There’s a small, sloping lawn. This is where Mads sat in the photo, her head in her hand. The lawn leads to a dock, surrounded by weedy reeds and cattails. He walks to the end of that dock, sits on the edge of it with his legs hanging over. The soles of his Converse tap the surface. The water is smooth and still, and it’s the same bright blue color of the sky, except for the patches of deep green where the fish probably hang out.
He tells his mom, you know, private stuff. It’s mostly about love, and it fills his chest the way smoke fills a room, and he’s about to start coughing and blubbering because of it, and that’s when he swears he hears it again. That rocket rumble.
He looks over his shoulder. Oh no, oh yes, oh shit, there’s that chrome smile, those patches of primer. He’s so happy to see her, he wants to run and grab her and bite her and eat her right up—that’s gross, but so what. And he’s so upset at seeing her, he could jump in that water to get away (there’s nowhere else to go), into the water where his mother floated; he’d slap and flail and look like a moron, because he’s a terrible swimmer, but he’d escape Mads.

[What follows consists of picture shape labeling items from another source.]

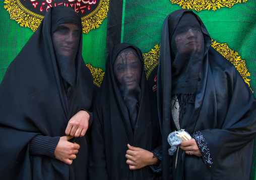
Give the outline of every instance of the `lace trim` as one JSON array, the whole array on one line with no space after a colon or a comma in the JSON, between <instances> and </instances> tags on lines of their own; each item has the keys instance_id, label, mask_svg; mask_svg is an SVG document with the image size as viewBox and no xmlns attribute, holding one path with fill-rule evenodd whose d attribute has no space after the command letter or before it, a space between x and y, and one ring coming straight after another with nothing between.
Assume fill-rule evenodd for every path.
<instances>
[{"instance_id":1,"label":"lace trim","mask_svg":"<svg viewBox=\"0 0 256 180\"><path fill-rule=\"evenodd\" d=\"M198 143L198 147L203 155L202 157L204 161L211 167L211 165L213 164L212 159L211 157L210 149L207 146L207 142L206 142L205 137L200 131L195 133L193 136Z\"/></svg>"}]
</instances>

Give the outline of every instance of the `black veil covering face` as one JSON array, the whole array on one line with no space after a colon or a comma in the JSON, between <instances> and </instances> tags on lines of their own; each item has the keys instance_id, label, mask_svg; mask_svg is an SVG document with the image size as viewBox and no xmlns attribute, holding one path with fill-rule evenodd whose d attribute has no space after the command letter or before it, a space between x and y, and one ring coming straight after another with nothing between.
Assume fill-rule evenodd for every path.
<instances>
[{"instance_id":1,"label":"black veil covering face","mask_svg":"<svg viewBox=\"0 0 256 180\"><path fill-rule=\"evenodd\" d=\"M175 95L184 106L177 109L178 125L171 109ZM176 11L163 23L157 98L164 179L249 179L255 100L235 67L211 47L192 11ZM181 149L168 154L167 136L178 127L193 136L202 157Z\"/></svg>"},{"instance_id":2,"label":"black veil covering face","mask_svg":"<svg viewBox=\"0 0 256 180\"><path fill-rule=\"evenodd\" d=\"M80 29L79 41L76 42L78 45L69 44L71 46L68 49L74 50L73 58L61 59L57 51L62 48L55 46L57 43L53 45L52 35L61 25L69 23L78 25ZM31 155L29 145L38 134L66 135L70 118L82 108L90 108L93 83L82 57L81 27L80 16L71 8L50 8L9 66L0 85L1 178L87 177L89 145L86 135L75 139L80 145L80 153L70 165L47 156ZM62 66L68 59L72 63ZM67 79L69 76L72 81Z\"/></svg>"},{"instance_id":3,"label":"black veil covering face","mask_svg":"<svg viewBox=\"0 0 256 180\"><path fill-rule=\"evenodd\" d=\"M161 144L156 101L146 81L141 51L128 43L116 45L94 106L92 179L147 179L151 175L148 167L130 170L125 157L127 144L149 151Z\"/></svg>"},{"instance_id":4,"label":"black veil covering face","mask_svg":"<svg viewBox=\"0 0 256 180\"><path fill-rule=\"evenodd\" d=\"M114 73L117 85L128 109L133 131L139 110L141 92L140 87L141 60L134 49L129 48L121 51L114 65Z\"/></svg>"}]
</instances>

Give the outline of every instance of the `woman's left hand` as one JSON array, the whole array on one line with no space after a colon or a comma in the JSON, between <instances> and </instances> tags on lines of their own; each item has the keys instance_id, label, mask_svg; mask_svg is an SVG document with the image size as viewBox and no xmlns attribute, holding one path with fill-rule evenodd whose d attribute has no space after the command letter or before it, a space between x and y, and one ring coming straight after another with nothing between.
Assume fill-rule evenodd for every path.
<instances>
[{"instance_id":1,"label":"woman's left hand","mask_svg":"<svg viewBox=\"0 0 256 180\"><path fill-rule=\"evenodd\" d=\"M201 152L199 150L195 139L183 141L179 145L179 146L181 149L185 151L187 154L195 155L199 157L202 156Z\"/></svg>"},{"instance_id":2,"label":"woman's left hand","mask_svg":"<svg viewBox=\"0 0 256 180\"><path fill-rule=\"evenodd\" d=\"M126 163L129 164L131 170L138 169L148 165L157 163L158 158L153 157L153 153L140 147L136 147L127 144L129 149L126 151Z\"/></svg>"}]
</instances>

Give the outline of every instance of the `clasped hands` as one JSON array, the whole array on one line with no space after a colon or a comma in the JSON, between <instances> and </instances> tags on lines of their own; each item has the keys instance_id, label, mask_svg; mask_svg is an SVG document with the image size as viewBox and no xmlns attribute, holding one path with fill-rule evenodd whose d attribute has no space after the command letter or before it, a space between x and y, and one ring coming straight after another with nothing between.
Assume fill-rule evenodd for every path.
<instances>
[{"instance_id":1,"label":"clasped hands","mask_svg":"<svg viewBox=\"0 0 256 180\"><path fill-rule=\"evenodd\" d=\"M81 110L75 114L69 121L65 133L66 136L60 137L55 149L55 158L68 164L71 164L73 160L76 158L80 146L70 142L69 140L74 137L83 137L88 128L90 115L87 112Z\"/></svg>"},{"instance_id":2,"label":"clasped hands","mask_svg":"<svg viewBox=\"0 0 256 180\"><path fill-rule=\"evenodd\" d=\"M195 155L199 157L202 156L202 154L198 148L197 142L195 139L184 140L179 145L179 147L185 151L186 154Z\"/></svg>"},{"instance_id":3,"label":"clasped hands","mask_svg":"<svg viewBox=\"0 0 256 180\"><path fill-rule=\"evenodd\" d=\"M156 164L159 160L156 157L153 157L153 153L148 150L140 147L134 147L128 144L128 150L125 157L126 163L129 164L131 170L139 169L149 165Z\"/></svg>"}]
</instances>

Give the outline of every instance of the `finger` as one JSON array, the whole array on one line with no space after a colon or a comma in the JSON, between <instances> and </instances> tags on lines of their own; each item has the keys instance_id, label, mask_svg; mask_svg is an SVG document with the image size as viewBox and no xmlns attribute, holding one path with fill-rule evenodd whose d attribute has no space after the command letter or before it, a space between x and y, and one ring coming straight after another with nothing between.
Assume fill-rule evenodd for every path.
<instances>
[{"instance_id":1,"label":"finger","mask_svg":"<svg viewBox=\"0 0 256 180\"><path fill-rule=\"evenodd\" d=\"M129 168L131 170L135 170L135 169L138 169L137 167L136 167L135 165L129 165Z\"/></svg>"},{"instance_id":2,"label":"finger","mask_svg":"<svg viewBox=\"0 0 256 180\"><path fill-rule=\"evenodd\" d=\"M74 143L74 149L79 149L80 146L77 143L75 142Z\"/></svg>"},{"instance_id":3,"label":"finger","mask_svg":"<svg viewBox=\"0 0 256 180\"><path fill-rule=\"evenodd\" d=\"M82 132L80 134L80 137L84 136L87 131L87 129L86 129L86 128L83 129L83 130L82 130Z\"/></svg>"},{"instance_id":4,"label":"finger","mask_svg":"<svg viewBox=\"0 0 256 180\"><path fill-rule=\"evenodd\" d=\"M78 128L75 133L74 135L75 137L79 137L80 136L82 130L83 129L82 128L80 127Z\"/></svg>"},{"instance_id":5,"label":"finger","mask_svg":"<svg viewBox=\"0 0 256 180\"><path fill-rule=\"evenodd\" d=\"M64 136L62 137L64 138L65 140L67 140L67 141L71 139L72 138L73 138L74 137L74 136L70 136L70 135Z\"/></svg>"},{"instance_id":6,"label":"finger","mask_svg":"<svg viewBox=\"0 0 256 180\"><path fill-rule=\"evenodd\" d=\"M70 165L70 164L71 164L72 163L72 162L73 161L73 160L72 159L66 159L63 161L64 162L65 162L66 164Z\"/></svg>"},{"instance_id":7,"label":"finger","mask_svg":"<svg viewBox=\"0 0 256 180\"><path fill-rule=\"evenodd\" d=\"M134 151L132 150L128 149L126 151L126 153L132 156L134 155Z\"/></svg>"},{"instance_id":8,"label":"finger","mask_svg":"<svg viewBox=\"0 0 256 180\"><path fill-rule=\"evenodd\" d=\"M128 159L130 159L131 160L134 160L133 157L132 155L129 155L128 154L125 154L125 157L127 158Z\"/></svg>"},{"instance_id":9,"label":"finger","mask_svg":"<svg viewBox=\"0 0 256 180\"><path fill-rule=\"evenodd\" d=\"M71 129L71 131L70 131L70 135L72 136L75 136L75 134L76 133L76 131L77 131L77 129L78 128L78 126L73 126L72 129Z\"/></svg>"},{"instance_id":10,"label":"finger","mask_svg":"<svg viewBox=\"0 0 256 180\"><path fill-rule=\"evenodd\" d=\"M129 165L136 165L135 162L134 162L134 161L133 161L132 160L131 160L130 159L127 159L126 161L126 163Z\"/></svg>"},{"instance_id":11,"label":"finger","mask_svg":"<svg viewBox=\"0 0 256 180\"><path fill-rule=\"evenodd\" d=\"M67 126L66 129L65 130L65 134L67 135L70 135L70 131L71 131L71 129L72 129L72 126L73 126L69 122L69 123L68 123L68 125Z\"/></svg>"},{"instance_id":12,"label":"finger","mask_svg":"<svg viewBox=\"0 0 256 180\"><path fill-rule=\"evenodd\" d=\"M127 146L128 146L129 149L132 150L139 150L141 149L140 147L134 147L129 144L127 144Z\"/></svg>"},{"instance_id":13,"label":"finger","mask_svg":"<svg viewBox=\"0 0 256 180\"><path fill-rule=\"evenodd\" d=\"M69 156L70 159L75 159L76 158L77 158L77 156L75 154L71 154Z\"/></svg>"},{"instance_id":14,"label":"finger","mask_svg":"<svg viewBox=\"0 0 256 180\"><path fill-rule=\"evenodd\" d=\"M183 146L182 145L179 145L179 147L184 150L192 150L192 146Z\"/></svg>"},{"instance_id":15,"label":"finger","mask_svg":"<svg viewBox=\"0 0 256 180\"><path fill-rule=\"evenodd\" d=\"M76 154L78 153L78 149L74 149L73 154Z\"/></svg>"}]
</instances>

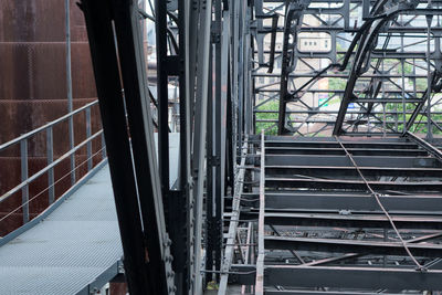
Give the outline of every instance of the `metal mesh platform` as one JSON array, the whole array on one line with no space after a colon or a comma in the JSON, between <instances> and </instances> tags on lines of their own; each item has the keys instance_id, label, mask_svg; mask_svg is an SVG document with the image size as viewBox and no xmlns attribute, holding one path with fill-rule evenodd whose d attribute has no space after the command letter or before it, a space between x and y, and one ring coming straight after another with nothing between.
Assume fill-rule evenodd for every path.
<instances>
[{"instance_id":1,"label":"metal mesh platform","mask_svg":"<svg viewBox=\"0 0 442 295\"><path fill-rule=\"evenodd\" d=\"M0 247L0 294L90 294L123 255L108 166ZM106 278L105 278L105 277Z\"/></svg>"}]
</instances>

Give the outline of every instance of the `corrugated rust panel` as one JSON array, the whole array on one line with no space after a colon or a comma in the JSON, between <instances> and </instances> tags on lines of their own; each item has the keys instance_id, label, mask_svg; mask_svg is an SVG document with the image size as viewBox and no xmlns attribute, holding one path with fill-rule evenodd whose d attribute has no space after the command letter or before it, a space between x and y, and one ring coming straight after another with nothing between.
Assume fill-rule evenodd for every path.
<instances>
[{"instance_id":1,"label":"corrugated rust panel","mask_svg":"<svg viewBox=\"0 0 442 295\"><path fill-rule=\"evenodd\" d=\"M96 99L87 34L83 14L75 0L71 0L72 85L74 108ZM0 144L56 119L67 113L65 71L65 8L62 0L2 0L0 1ZM93 133L99 127L97 107L92 112ZM85 139L84 115L74 118L75 143ZM54 156L69 150L67 124L54 128ZM93 151L99 140L93 144ZM86 150L76 152L76 162L84 162ZM21 182L20 150L10 148L0 152L0 194ZM29 141L30 175L46 165L45 136L39 135ZM98 158L95 161L99 160ZM69 160L55 169L55 180L66 176ZM77 171L85 173L86 166ZM69 176L55 187L60 197L70 187ZM30 186L31 217L48 206L45 176ZM40 193L40 194L39 194ZM0 220L21 204L21 194L0 204ZM21 224L21 212L0 222L0 235Z\"/></svg>"},{"instance_id":2,"label":"corrugated rust panel","mask_svg":"<svg viewBox=\"0 0 442 295\"><path fill-rule=\"evenodd\" d=\"M64 41L64 1L0 1L0 41Z\"/></svg>"}]
</instances>

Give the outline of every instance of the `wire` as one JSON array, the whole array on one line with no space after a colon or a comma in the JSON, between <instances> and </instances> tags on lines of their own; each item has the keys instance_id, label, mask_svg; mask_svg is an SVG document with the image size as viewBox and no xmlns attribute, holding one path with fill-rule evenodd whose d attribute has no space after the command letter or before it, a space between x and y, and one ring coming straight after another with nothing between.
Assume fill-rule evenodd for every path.
<instances>
[{"instance_id":1,"label":"wire","mask_svg":"<svg viewBox=\"0 0 442 295\"><path fill-rule=\"evenodd\" d=\"M101 149L98 149L95 154L93 154L90 158L85 159L84 161L82 161L78 166L76 166L73 170L70 170L67 173L65 173L64 176L62 176L59 180L56 180L54 183L52 183L51 186L49 186L48 188L45 188L44 190L40 191L38 194L35 194L34 197L32 197L31 199L29 199L28 201L25 201L24 203L22 203L21 206L19 206L18 208L15 208L14 210L12 210L11 212L9 212L8 214L6 214L4 217L2 217L0 219L0 222L3 221L4 219L7 219L8 217L10 217L12 213L15 213L17 211L19 211L20 208L22 208L25 204L29 204L31 201L33 201L34 199L36 199L38 197L40 197L43 192L45 192L46 190L49 190L50 188L54 187L56 183L59 183L60 181L62 181L65 177L70 176L72 172L74 172L76 169L78 169L80 167L82 167L84 164L86 164L88 160L91 160L92 158L94 158L96 155L98 155L99 152L103 151L105 147L102 147Z\"/></svg>"},{"instance_id":2,"label":"wire","mask_svg":"<svg viewBox=\"0 0 442 295\"><path fill-rule=\"evenodd\" d=\"M408 247L406 241L402 239L402 235L399 233L398 228L396 226L391 215L388 213L388 211L386 210L386 208L383 207L382 202L379 199L379 193L375 192L375 190L371 188L371 186L368 183L367 179L364 177L362 172L360 171L358 165L356 164L356 161L354 160L354 158L351 157L351 155L348 152L348 150L345 148L345 146L343 145L343 143L340 141L340 139L335 135L336 140L338 141L338 144L340 145L340 147L345 150L345 152L347 154L347 157L350 159L352 166L356 168L356 170L358 171L360 178L364 180L364 182L366 183L367 188L370 190L371 196L375 197L376 202L379 204L380 209L383 211L383 213L386 214L388 221L390 222L391 226L393 228L396 234L398 235L399 240L402 243L403 249L406 250L407 254L410 256L410 259L414 262L414 264L418 266L418 271L424 272L427 271L427 267L422 266L413 256L413 254L411 253L410 249Z\"/></svg>"}]
</instances>

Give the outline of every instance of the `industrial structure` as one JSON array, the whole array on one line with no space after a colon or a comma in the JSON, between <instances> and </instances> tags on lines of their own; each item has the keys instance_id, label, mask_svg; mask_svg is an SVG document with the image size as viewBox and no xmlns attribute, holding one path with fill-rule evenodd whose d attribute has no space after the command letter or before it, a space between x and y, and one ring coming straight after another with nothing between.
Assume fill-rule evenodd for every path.
<instances>
[{"instance_id":1,"label":"industrial structure","mask_svg":"<svg viewBox=\"0 0 442 295\"><path fill-rule=\"evenodd\" d=\"M8 3L2 55L50 59ZM441 294L442 1L62 9L67 114L0 143L0 294Z\"/></svg>"}]
</instances>

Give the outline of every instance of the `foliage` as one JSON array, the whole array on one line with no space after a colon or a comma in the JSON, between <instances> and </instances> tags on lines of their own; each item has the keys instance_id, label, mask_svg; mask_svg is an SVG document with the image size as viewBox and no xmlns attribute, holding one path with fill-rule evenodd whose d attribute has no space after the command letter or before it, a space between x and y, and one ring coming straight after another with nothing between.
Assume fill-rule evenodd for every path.
<instances>
[{"instance_id":1,"label":"foliage","mask_svg":"<svg viewBox=\"0 0 442 295\"><path fill-rule=\"evenodd\" d=\"M264 129L265 135L276 135L277 134L277 110L280 108L280 104L277 101L271 101L262 106L260 106L259 110L273 110L274 113L256 113L256 124L255 124L255 134L261 134L261 129ZM275 120L275 122L257 122L260 119L264 120Z\"/></svg>"}]
</instances>

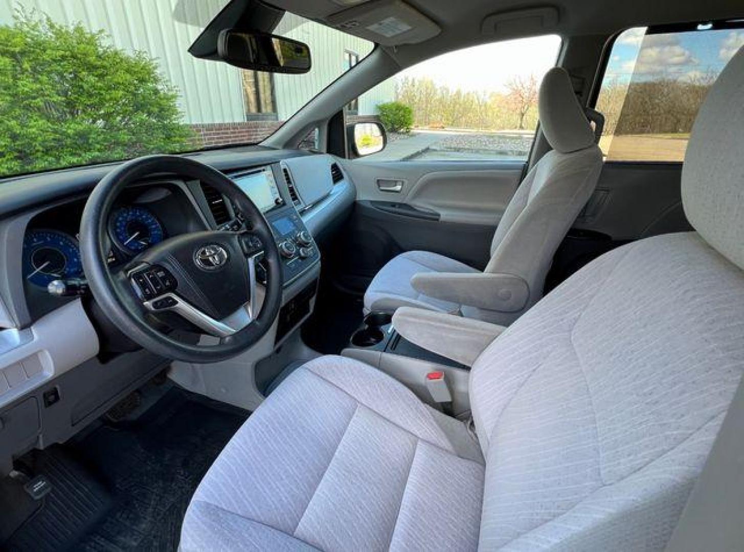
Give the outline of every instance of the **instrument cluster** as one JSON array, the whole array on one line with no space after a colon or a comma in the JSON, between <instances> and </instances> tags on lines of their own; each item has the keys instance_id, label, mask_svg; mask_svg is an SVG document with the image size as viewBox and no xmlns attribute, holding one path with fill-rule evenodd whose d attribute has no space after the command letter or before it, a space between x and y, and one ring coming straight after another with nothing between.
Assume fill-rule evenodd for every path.
<instances>
[{"instance_id":1,"label":"instrument cluster","mask_svg":"<svg viewBox=\"0 0 744 552\"><path fill-rule=\"evenodd\" d=\"M109 256L112 264L137 256L166 237L163 225L149 209L129 205L112 213L109 234L113 244ZM55 280L84 277L77 237L61 230L27 231L22 264L24 278L40 288Z\"/></svg>"}]
</instances>

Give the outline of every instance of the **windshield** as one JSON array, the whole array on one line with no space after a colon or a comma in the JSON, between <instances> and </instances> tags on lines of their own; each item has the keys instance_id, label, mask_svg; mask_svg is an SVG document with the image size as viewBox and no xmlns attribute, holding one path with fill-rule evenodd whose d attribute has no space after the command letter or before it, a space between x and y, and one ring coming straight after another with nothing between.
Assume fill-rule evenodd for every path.
<instances>
[{"instance_id":1,"label":"windshield","mask_svg":"<svg viewBox=\"0 0 744 552\"><path fill-rule=\"evenodd\" d=\"M188 54L227 0L0 2L0 176L254 144L373 49L286 13L301 75Z\"/></svg>"}]
</instances>

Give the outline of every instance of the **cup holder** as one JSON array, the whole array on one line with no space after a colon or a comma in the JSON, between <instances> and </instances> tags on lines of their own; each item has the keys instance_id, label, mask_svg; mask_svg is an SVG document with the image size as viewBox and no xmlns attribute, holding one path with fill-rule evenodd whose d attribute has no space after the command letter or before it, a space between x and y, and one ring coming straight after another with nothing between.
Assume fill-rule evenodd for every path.
<instances>
[{"instance_id":1,"label":"cup holder","mask_svg":"<svg viewBox=\"0 0 744 552\"><path fill-rule=\"evenodd\" d=\"M356 347L373 347L382 341L385 334L376 327L365 327L357 330L351 336L351 343Z\"/></svg>"},{"instance_id":2,"label":"cup holder","mask_svg":"<svg viewBox=\"0 0 744 552\"><path fill-rule=\"evenodd\" d=\"M365 317L365 325L369 327L379 328L387 326L393 321L393 315L387 312L370 312Z\"/></svg>"}]
</instances>

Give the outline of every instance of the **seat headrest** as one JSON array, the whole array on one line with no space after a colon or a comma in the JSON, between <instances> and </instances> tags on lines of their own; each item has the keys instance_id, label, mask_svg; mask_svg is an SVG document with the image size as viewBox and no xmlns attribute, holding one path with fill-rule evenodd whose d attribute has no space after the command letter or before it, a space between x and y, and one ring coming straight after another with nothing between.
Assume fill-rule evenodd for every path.
<instances>
[{"instance_id":1,"label":"seat headrest","mask_svg":"<svg viewBox=\"0 0 744 552\"><path fill-rule=\"evenodd\" d=\"M682 205L700 236L744 269L744 48L719 76L693 125Z\"/></svg>"},{"instance_id":2,"label":"seat headrest","mask_svg":"<svg viewBox=\"0 0 744 552\"><path fill-rule=\"evenodd\" d=\"M545 74L540 85L538 109L540 128L556 151L571 153L594 143L594 131L565 69L554 67Z\"/></svg>"}]
</instances>

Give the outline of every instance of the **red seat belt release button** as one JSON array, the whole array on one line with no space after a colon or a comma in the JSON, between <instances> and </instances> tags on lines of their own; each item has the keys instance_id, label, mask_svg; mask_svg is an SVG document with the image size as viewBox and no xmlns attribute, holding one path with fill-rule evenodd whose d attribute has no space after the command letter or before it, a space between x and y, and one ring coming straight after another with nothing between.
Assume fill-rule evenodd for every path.
<instances>
[{"instance_id":1,"label":"red seat belt release button","mask_svg":"<svg viewBox=\"0 0 744 552\"><path fill-rule=\"evenodd\" d=\"M452 396L444 379L444 372L429 372L426 374L426 388L434 402L452 402Z\"/></svg>"}]
</instances>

His eyes prick with tears. His hands start to shake like a big baby. He can sit there and pretend to be as furious as he in many ways still is, or he can be the man he wants to be, a man like Jane Grace’s husband, Dave, or like his uncle even, and go to her.
So he goes to her. Her shiny hair is in a red barrette, and she is stepping across that park like it’s a dark house with ghosts hiding behind the curtains. Her arms are crossed over her body, as if to protect against the spirit-cold. It’s taking everything she has to get to him, he can tell. And so he closes the distance, and he takes her in his arms and she starts to sob and he starts to sob and anyone watching is getting a big damn eyeful.